To wire LDAP functions in to the stack, create a structure of type LillyOpRegistry and set the function pointers in that structure to point to the functions that should be called to process messages corresponding to those LDAP message types.

static const LillyOpRegistry opregistry = {
    .by_name = {
        .BindRequest = lillyput_BindRequest,
        .BindResponse = lillyput_BindResponse,
        .UnbindRequest = lillyput_UnbindRequest,
        .SearchRequest = lillyput_SearchRequest,
        .SearchResultEntry = lillyput_SearchResultEntry,
        .SearchResultReference = lillyput_SearchResultReference,
        .SearchResultDone = lillyput_SearchResultDone,
    }
};

Once the function pointers in the LillyOpRegistry structure are filled in, wire the LDAP operations functions in to the processing stack with:

lillydap->opregistry = &opregistry;

When lillydap is statically allocated as above, this may instead be done at compile time:

static LillyStructural lillydap = {
	...
	.opregistry = &opregistry,
	...
};

An implementation of an LDAP operation function may call lillyput_operation() to pass the message on to the output-side of the processing stack, including for responses (which are merely an override with no default function implementation). Of course, it is also possible to invoke API functions that are closer to the network representation.

For a complete and up-to-date example, please see test programs

Use with Event Loops

The LDAP protocol consists of asynchronous messages, meaning that request and response are independent messages; in fact, some requests are answered with multiple responses, so there is not even a one-to-one relation between requests and responses.

Each incoming message translates to a callback to a lillyget_xxx() routine setup in the calling scheme. And each outgoing message is created by calling a lillyput_xxx() routine.

Near the network socket, the model is geared towards an event loop. So, the lillyget_event() and lillyput_event() routines are defined to trigger treatment of an event for reading and writing, respectively. The file descriptors to be used are part of the LillyDAP structure that is passed along with the event callbacks.

Use with Threads

The LillyDAP routines are thread-safe, as long as each LillyConnection structure's events are processed in one thread. Meaning, only one thread should call lillyget_event() and one (possibly other) thread should call lillyput_event(). More precisely, the functions are not re-entrant and they want to see a continuous byte sequence on their input or output connection.

Note that it is possible to initiate (worker) threads for the other calls. So, a call to lillyget_dercursor() or any of the other functions can be bypassed and a worker thread selected to get the work assigned. This is possible because the event handler in lillyget_event() allocates its own memory region pool and is therefore completely detached from the rest of processing.
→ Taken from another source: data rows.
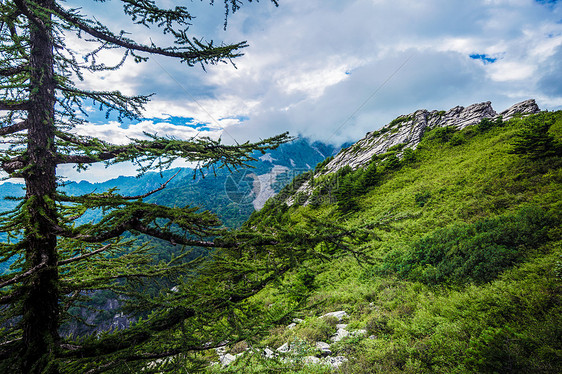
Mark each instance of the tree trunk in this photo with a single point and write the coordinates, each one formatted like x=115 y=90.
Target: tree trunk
x=40 y=307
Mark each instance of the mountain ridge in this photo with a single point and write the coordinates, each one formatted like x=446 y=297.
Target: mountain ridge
x=407 y=130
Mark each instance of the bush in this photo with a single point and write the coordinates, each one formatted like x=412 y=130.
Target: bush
x=476 y=252
x=534 y=140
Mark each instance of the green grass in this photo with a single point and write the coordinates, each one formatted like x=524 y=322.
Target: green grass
x=506 y=321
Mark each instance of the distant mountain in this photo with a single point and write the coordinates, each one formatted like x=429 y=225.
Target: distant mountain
x=233 y=196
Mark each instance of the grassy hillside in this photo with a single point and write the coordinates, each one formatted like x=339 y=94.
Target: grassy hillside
x=465 y=258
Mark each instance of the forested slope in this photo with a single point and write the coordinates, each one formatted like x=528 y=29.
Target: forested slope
x=458 y=258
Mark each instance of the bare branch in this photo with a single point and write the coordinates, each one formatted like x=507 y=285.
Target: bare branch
x=151 y=192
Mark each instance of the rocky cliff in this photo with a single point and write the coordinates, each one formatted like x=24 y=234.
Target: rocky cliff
x=409 y=129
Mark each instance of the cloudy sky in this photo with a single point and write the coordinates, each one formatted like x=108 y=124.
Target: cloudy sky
x=333 y=70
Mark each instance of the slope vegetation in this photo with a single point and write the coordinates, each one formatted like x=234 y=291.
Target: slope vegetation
x=458 y=264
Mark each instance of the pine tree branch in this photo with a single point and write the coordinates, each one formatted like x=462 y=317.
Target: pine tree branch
x=13 y=128
x=135 y=225
x=10 y=298
x=162 y=186
x=12 y=165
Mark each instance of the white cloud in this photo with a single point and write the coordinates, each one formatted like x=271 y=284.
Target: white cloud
x=312 y=64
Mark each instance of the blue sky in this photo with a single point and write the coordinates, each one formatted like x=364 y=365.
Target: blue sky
x=334 y=70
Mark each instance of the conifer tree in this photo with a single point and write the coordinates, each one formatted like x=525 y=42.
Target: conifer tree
x=56 y=258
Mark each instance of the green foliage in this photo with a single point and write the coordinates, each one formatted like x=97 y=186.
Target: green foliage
x=476 y=252
x=482 y=291
x=422 y=197
x=534 y=140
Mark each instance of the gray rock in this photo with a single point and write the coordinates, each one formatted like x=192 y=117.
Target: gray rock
x=310 y=360
x=525 y=107
x=339 y=315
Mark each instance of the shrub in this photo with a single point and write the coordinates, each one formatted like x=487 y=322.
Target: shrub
x=476 y=252
x=422 y=197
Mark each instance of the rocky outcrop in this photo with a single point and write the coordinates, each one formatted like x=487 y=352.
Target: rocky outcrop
x=409 y=129
x=524 y=107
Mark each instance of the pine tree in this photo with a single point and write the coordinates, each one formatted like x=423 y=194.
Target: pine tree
x=57 y=259
x=534 y=140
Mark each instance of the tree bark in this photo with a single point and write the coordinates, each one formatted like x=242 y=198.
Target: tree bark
x=40 y=307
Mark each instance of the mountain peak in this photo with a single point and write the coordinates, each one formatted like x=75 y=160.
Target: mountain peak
x=408 y=130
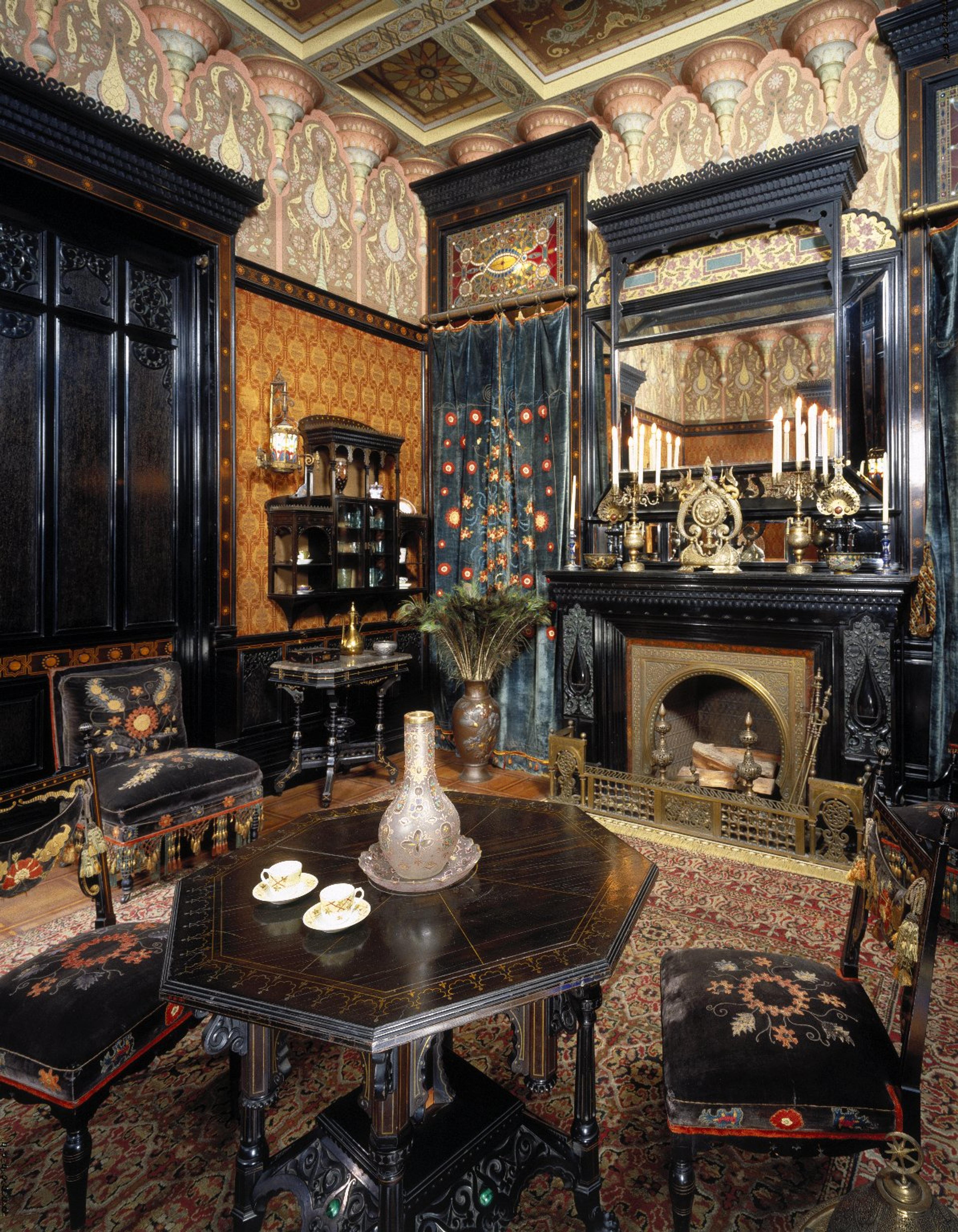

The same is true for the lillyput_xxx() routines. However, given that we can split and join data, sometimes threads do come together. This is the case in the queue of data standing by to be written out. The queue mechanism has been setup with lock-free mechanisms, so you should be able to use any number of threads you like and you should not see them slow down noticably on locks because there are no locks.

LillyDAP contains a stress test for multi-threading, namely stampede, that initiates a large number of threads and makes them line up for massive writes. If any program would bring down the concurrency model, then this is it.